One New Jersey study found that more than half of vehicle-pedestrian crashes in parking facilities occurred on the properties of shopping centers, grocery stores, or big-box retailers.
- Store parking lots can present dangers for workers and customers alike.
- Roughly half of all deaths one outlet recorded at retailers in early 2022 occurred in parking lots.
- Walmart and Target employees say they fear gun violence and unsafe drivers in parking lots.
Cullon was doing an everyday task — returning shopping carts in the parking lot of his Walmart store in Loveland, Colorado — when a driver barreled into him.
When police officers arrived at the store, they found Cullon trapped under the vehicle, a 2016 Chevrolet sedan, and he was pronounced dead at the scene. The police identified the driver as an 83-year-old woman.
The incident illustrates a particular danger for retail workers that lies not within the confines of their brick-and-mortar stores but outside them, in the parking lot.
At least 80 people were killed in US retail parking lots in the first quarter of 2022, per the most recent data from the retail loss-prevention news site The D&D Daily. Those deaths accounted for 49% of fatalities on retailers’ properties identified by the site, which tracks deaths using news reports.
Insider recently spoke with a dozen Walmart and Target workers about the most dangerous parts of their jobs. Many of them identified the parking lot as the place they felt most unsafe.
The employees requested anonymity because they were concerned about professional repercussions and because they weren’t authorized to speak with the media. Insider has verified their identities.

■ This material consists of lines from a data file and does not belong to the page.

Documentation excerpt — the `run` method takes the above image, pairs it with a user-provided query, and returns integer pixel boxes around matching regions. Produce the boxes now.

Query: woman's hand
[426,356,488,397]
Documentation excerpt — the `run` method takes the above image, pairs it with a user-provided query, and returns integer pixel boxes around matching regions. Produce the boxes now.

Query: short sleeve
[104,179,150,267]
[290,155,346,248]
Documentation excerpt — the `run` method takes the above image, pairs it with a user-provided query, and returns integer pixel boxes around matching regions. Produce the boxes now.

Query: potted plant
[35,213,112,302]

Retail stores’ parking lots are the scene of both violence and accident
Parking-lot violence is not uncommon, according to several workers and media reports.
But in broad daylight, the worker said, “someone got in the car behind her with a gun.”

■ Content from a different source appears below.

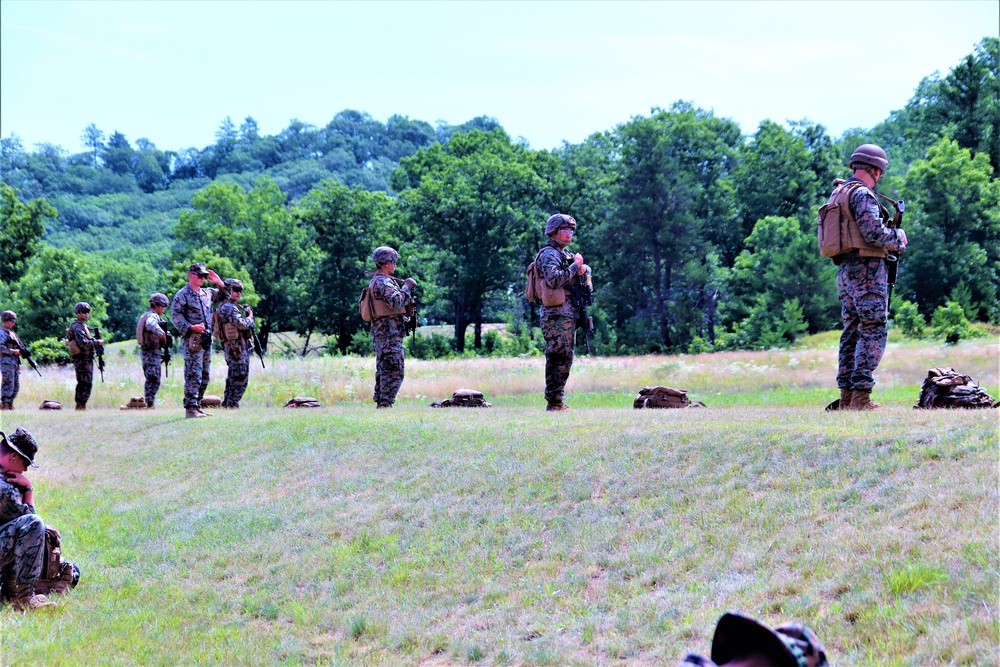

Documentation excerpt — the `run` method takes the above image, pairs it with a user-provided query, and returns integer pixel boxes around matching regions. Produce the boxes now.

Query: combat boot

The manager gave up her car.
Shoppers and bystanders face hazards too: Within the past few weeks alone, a person was shot to death by a family member after an apparent fight in a Walmart parking lot in Forth Worth, Texas, per authorities. Only a day before, a bystander was shot in the neck when people began fighting in a Walmart parking lot in Oklahoma City, according to the police. And a California man said another Costco customer beat him bloody in a dispute over a parking space, though authorities declined to press charges.
“We get people all the time that come and turn the parking lot into their own personal race course,” a Walmart employee of eight years said of her store in Minnesota.

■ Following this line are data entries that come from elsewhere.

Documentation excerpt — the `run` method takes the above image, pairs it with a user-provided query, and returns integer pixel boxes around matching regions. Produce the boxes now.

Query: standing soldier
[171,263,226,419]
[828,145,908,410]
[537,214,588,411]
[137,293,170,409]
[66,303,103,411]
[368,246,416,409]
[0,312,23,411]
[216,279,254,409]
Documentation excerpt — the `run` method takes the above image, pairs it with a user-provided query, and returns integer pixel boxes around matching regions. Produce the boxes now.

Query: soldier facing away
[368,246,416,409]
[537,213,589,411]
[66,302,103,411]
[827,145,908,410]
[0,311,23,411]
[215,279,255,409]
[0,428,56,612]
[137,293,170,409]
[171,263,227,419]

A Target worker from Minnesota said he and a colleague spent time on a quiet day counting how many drivers came to a complete stop at a stop sign near the front door.
“Forty percent just blew right through the stop signs,” he said.
Parking-lot dangers reflect broader societal problems
With hundreds of millions of shoppers visiting Walmart and Target’s 6,400 combined US stores each week, the companies’ parking lots serve as a microcosm of the dangers in the wider world, from physical violence to car crashes.
But while individual human behavior is difficult to control, parking lots can be redesigned to significantly improve pedestrian safety, according to analysis from the Robson Forensic civil-engineering expert Gordon Meth.
Meth cited a 2017 study of 45 New Jersey municipalities. It that found that nearly one-fifth of vehicle-pedestrian crashes in those municipalities occurred in parking facilities, of which more than half occurred on the properties of shopping centers, grocery stores, or big-box retailers.
Robson Forensic research has found that speed bumps and one-way lanes actually create more risk for pedestrians than they solve, as bumps can cause people to trip and carts to overturn, and one-way lanes encourage drivers to speed.
Meth recommends other design measures, like narrower roadways in front of stores; two-way parking lanes with perpendicular rather than angled spaces, and physical barriers that direct traffic in ways that help slow the speed of cars and force drivers to remain more alert.